The USWNT Is Out to Prove Something. But What?

The Americans romped to a record-breaking 13-0 victory in their first game of the World Cup

USA Thailand Women's World Cup
The USWNT celebrates one of the 13 goals it scored against Thailand.
Quality Sport Images/Getty

The U.S. Women’s National Team began their World Cup title defense in stunning fashion Tuesday, routing a helpless Thai team by a record-breaking tally of 13-0.

The game, which took place at the Stade Auguste-Delaune in Reims, France, was one-way traffic from the outset, with U.S. captain Alex Morgan hammering home an unmarked header in the 12th minute after having a goal taken away for offside seven minutes earlier. From there, the floodgates burst open. The Stars and Stripes charged forward in waves, twice being denied a penalty while adding two more goals before halftime — one a long strike from attacking midfielder Rose Lavelle, the second slammed in by Lindsey Horan following a scramble at the goalmouth.

Entering the locker room with 15 shots to Thailand’s 1 and 73 percent of the total possession, one might have expected the U.S. to come out for the second half looking to control the game and see things out at a canter. They did anything but.

Morgan scored four more, to equal a U.S. record for goals in a single game previously held by Michelle Akers. Lavelle added a second. Midfielder Sam Mewis scored twice in quick succession. Megan Rapinoe stroked home a goal, and fellow U.S. legend Carli Lloyd came on as a substitute and bagged hers. Another sub — teenager Mallory Pugh — scored as well. The final whistle came before a white flag could, the scoreboard lit up with a new World Cup record for margin of victory: 13-0, besting the 11-0 score by which Germany beat Argentina at the 2007 tournament.

And yet this victory, for all its highs, did not feel like a spectacle to be revered.

Somewhere between the fifth and tenth goals that the U.S. Women’s National Team registered, the onslaught felt excessive. There is truth in the notion that by playing conservatively to protect a lead, a soccer team can often make itself vulnerable. But with the gulf in class between the teams so evident, that was not the case here. Some celebrations were choreographed; most ran on for 10 or 15 seconds too long, to the point that it became uncomfortable to watch the Thai players — who surely, at this point, just wanted to get off the pitch with a shred of dignity intact — stand idly around the center circle waiting for their tormentors to restart the match.

After the game, members of the Fox Soccer studio team trotted out the same tired platitudes and buzzwords we always hear in situations like this: It would be “disrespectful” for the U.S. to “let up” on their opponents.

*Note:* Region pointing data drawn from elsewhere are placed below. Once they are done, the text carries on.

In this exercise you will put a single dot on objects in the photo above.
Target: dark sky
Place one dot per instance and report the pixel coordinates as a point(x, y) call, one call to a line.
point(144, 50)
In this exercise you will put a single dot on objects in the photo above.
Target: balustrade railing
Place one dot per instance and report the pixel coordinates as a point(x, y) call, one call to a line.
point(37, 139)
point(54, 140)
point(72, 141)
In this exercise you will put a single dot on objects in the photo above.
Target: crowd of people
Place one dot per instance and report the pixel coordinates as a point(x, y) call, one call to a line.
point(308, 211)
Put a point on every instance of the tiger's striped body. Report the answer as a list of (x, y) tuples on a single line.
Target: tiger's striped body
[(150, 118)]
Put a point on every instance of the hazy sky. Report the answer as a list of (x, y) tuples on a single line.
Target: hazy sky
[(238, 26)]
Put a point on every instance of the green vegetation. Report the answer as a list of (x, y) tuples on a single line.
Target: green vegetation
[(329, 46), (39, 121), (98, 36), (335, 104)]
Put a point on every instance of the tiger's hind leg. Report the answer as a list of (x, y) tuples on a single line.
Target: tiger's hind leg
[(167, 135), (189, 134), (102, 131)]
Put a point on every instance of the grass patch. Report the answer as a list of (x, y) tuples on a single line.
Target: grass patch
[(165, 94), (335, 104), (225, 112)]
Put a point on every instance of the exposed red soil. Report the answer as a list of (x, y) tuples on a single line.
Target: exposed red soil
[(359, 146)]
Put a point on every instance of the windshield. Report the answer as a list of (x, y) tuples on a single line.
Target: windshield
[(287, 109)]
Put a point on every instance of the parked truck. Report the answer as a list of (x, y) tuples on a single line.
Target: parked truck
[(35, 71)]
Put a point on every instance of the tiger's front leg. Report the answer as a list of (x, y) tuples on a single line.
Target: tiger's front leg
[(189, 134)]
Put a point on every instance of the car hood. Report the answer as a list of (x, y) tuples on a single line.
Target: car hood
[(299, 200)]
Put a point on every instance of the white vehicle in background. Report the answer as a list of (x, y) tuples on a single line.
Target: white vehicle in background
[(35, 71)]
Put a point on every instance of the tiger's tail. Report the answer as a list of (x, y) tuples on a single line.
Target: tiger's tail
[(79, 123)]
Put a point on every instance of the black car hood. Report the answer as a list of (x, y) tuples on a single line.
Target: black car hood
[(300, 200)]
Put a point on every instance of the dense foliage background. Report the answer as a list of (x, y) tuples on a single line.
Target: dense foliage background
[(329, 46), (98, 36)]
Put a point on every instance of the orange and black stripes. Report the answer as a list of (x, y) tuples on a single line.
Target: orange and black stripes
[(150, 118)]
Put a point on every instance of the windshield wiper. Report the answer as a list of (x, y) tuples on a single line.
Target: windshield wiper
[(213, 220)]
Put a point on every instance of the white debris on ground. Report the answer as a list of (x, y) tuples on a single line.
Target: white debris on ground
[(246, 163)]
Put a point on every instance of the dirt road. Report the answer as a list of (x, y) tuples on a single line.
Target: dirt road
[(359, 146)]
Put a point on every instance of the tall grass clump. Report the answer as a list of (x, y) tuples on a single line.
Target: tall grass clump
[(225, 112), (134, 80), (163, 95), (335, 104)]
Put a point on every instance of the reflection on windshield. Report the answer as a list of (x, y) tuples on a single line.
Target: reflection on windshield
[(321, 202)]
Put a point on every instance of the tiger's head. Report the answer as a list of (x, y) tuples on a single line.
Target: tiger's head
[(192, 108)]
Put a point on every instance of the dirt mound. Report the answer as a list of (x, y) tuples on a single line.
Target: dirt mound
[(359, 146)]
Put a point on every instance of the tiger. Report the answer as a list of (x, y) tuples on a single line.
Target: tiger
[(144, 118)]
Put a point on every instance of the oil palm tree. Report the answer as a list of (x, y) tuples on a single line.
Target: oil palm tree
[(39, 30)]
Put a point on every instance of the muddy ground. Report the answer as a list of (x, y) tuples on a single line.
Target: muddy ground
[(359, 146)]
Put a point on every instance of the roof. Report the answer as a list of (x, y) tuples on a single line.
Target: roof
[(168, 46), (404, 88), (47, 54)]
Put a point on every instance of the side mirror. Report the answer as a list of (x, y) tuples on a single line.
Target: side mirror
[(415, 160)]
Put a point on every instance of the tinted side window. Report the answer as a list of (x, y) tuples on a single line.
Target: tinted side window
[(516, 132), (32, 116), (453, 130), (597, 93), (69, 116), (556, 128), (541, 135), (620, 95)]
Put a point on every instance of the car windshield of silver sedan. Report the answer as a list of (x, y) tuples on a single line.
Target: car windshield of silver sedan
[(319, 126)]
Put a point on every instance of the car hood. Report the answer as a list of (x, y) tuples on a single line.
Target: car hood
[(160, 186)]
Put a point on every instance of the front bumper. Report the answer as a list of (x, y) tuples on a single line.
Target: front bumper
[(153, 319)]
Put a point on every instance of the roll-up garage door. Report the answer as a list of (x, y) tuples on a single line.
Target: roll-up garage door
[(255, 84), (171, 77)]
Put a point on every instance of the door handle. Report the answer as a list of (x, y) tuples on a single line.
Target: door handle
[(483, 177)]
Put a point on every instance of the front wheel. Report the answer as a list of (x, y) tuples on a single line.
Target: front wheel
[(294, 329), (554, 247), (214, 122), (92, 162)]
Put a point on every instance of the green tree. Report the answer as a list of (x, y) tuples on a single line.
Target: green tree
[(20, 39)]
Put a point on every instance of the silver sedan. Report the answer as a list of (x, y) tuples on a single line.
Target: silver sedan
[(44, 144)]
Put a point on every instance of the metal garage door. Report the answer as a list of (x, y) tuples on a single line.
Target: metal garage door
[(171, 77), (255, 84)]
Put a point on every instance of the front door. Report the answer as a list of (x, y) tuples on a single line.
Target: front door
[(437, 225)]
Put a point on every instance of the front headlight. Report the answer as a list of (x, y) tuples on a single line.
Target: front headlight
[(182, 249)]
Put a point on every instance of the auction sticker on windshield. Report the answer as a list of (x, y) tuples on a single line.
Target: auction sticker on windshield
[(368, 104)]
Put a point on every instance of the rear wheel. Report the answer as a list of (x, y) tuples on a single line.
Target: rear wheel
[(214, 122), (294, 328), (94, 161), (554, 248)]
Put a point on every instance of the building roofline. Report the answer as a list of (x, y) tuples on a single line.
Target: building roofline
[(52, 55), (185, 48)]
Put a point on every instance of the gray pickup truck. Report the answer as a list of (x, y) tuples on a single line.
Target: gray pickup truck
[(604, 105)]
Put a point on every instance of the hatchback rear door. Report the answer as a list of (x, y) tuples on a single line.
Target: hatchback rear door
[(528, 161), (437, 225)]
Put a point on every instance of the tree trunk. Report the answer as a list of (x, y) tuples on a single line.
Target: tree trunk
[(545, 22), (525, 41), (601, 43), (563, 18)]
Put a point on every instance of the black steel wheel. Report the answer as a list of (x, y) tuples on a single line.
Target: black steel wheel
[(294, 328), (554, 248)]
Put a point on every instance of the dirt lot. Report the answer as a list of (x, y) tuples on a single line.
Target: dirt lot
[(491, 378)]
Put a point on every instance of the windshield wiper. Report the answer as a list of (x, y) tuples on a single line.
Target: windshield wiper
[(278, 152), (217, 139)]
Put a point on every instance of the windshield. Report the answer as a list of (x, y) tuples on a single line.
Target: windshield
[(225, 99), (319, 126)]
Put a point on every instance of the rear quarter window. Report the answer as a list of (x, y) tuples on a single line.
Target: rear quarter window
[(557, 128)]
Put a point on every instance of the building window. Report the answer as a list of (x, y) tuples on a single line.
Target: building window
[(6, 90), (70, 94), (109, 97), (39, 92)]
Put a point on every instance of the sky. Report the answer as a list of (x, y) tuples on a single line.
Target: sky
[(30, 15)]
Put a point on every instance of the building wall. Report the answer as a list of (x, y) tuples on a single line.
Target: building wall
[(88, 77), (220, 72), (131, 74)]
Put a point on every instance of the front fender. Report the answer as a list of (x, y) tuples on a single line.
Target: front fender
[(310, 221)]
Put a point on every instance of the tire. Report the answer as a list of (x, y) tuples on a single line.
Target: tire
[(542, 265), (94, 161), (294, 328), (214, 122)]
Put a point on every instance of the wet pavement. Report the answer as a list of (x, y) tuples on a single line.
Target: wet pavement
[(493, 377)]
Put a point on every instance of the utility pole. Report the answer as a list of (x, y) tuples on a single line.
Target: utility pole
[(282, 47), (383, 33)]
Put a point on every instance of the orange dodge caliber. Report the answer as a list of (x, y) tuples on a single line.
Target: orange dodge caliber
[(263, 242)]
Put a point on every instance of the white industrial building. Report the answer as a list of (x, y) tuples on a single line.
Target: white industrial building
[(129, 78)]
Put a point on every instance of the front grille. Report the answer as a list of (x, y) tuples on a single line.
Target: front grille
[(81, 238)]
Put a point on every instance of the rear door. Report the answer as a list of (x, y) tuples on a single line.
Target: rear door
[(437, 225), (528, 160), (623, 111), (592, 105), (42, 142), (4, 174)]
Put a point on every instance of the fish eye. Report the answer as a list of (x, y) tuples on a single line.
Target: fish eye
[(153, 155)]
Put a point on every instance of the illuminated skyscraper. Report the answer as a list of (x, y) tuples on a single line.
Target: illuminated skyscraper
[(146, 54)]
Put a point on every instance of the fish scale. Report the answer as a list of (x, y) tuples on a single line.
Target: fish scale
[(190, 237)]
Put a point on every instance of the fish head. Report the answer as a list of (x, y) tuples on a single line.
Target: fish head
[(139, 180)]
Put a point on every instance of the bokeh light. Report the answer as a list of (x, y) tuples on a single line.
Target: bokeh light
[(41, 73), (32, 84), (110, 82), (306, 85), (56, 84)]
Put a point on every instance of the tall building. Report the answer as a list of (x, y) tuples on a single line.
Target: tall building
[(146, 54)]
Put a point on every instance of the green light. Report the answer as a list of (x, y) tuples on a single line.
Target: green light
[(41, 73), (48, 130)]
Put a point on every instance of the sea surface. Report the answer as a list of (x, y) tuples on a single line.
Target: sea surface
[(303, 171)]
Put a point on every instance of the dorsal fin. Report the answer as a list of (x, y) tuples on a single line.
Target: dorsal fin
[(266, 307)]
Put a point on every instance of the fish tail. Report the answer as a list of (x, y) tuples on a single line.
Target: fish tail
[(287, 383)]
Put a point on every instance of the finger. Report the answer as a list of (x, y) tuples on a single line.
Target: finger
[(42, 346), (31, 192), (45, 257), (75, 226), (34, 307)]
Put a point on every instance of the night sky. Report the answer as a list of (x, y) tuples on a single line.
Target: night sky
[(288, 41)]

The Thai players “deserved” to know what it’s like to play a truly elite team, having made it this far. The U.S. showed the “mentality of a champion.” Etc.

Whether we, as spectators, subscribe to that rhetoric is beside the point. The World Cup — like the Olympics — is a competition meant not only to crown a champion, but also to engender goodwill among the many and diverse fans who partake of it, whether in the stadium or on a television set thousand of miles away. And every team — especially a high-profile one from a high-profile country, like ours — is an advertisement for the country it represents on a global stage. And as has been the case with certain members of our Olympic teams in the past, the U.S. team today, for all its undeniable talent and ruthless efficiency, seemed a little too satisfied with its superiority over an opponent who no one ever expected to run it close. They seemed, in a word, like bullies.

Winning was always going to be the primary goal for the U.S. this summer in France. How can it not be, for a squad of pioneering women who enter this tournament embroiled in a lawsuit with their own federation for the right to equal pay? This is a group of athletes with aspirations that reach far beyond the pitch, and a certain level of pressure and expectation comes with that. Maybe the celebrations here — and the volume of the performance — were a reflection of those stakes. Maybe this team, on its return to the internationally televised stage it so deserves but does not often enough enjoy, wanted to remind its audience that they, like any all-star team, are worth the price of admission.

But acquitting themselves with grace should be secondary to that goal, especially in an era when it has perhaps ceased to be the defining American quality it once was.